São 7h e a noite já caiu sobre a cidade, mas, no apartamento onde vemos os dois homens em silêncio, faz-se uma escuridão mais profunda.

O mais velho, com seu ar arrogante, está em sua poltrona de leitura. Calado, olha para o chão, não esconde seu desprezo pelo outro. Já falou tudo o que queria falar, sem medir palavras e sem poupar esforços para ferir e humilhar o rapaz sentado no sofá, como se fosse uma visita, embora estejam casados há dois anos.

Faz tempo que a impaciência do mais velho não permite qualquer diálogo. Temperamento explosivo e imprevisível, pode se zangar por qualquer detalhe que não combine com seus gostos e preferências. Há muito tempo que resta ao mais jovem tentar agradar o outro, dono do apartamento e sempre senhor da situação.

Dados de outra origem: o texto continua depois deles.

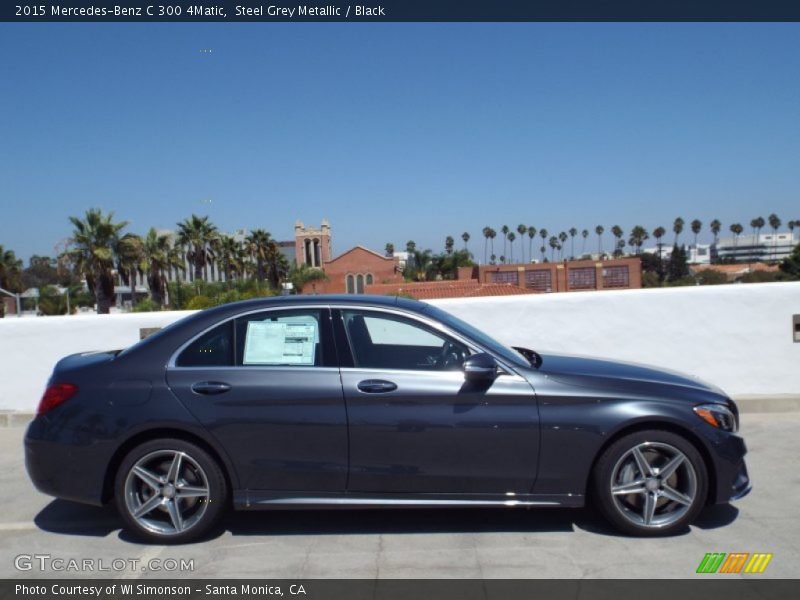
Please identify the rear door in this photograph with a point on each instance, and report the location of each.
(267, 386)
(416, 425)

O motivo dessa nova briga é tão ridículo que não vale uma linha deste texto. Tão ridículo quanto a cena que acabou de ser montada pelo homem mais velho, enquanto o outro segura suas lágrimas até não poder mais. Erro fatal!

Não sabe que o outro alimenta-se de seu choro? Não sabe que o outro nutre-se de sua tentativa desesperada de ser “o rapaz ideal”? Não percebe que, quanto mais se abala, mais o outro se fortalece e se sente seguro dentro da relação?

Aliás, a insegurança é o que move o mais jovem – impulsiona-o a fazer sempre mais, impele-o a querer agradar o outro, enquanto, sem perceber, humilha-se e vai destruindo seu amor próprio. Em sua cabeça, comete o erro de se sentir eternamente em débito com o outro que o abrigou, que lhe proporcionou uma vida melhor e que lhe ensinou tanta coisa. Mas, espere aí: quando se conheceram, o mais jovem não era um mendigo, um sem-teto ou coisa parecida. Queria sair da casa dos pais, é certo!, mas tinha família, não era um qualquer no mundo.

No começo, tantas promessas, meu Deus! Café na cama, planos de uma vida feliz, sonhos de uma vida a dois! Pra tudo ir definhando com as horas e os dias de convivência intensa. O primeiro sinal foi o sexo; o segundo, a frieza com que o mais jovem foi sendo recebido nas suas mais simples alegrias e conquistas – um pequeno aumento de salário no trabalho, uma nota maior numa prova da faculdade, o telefonema de um amigo querido… tudo isso minado pela cara de mau humor do mais velho, sempre carrancudo, voltado para seus problemas, que, obviamente, eram maiores e mais importantes que o do rapaz.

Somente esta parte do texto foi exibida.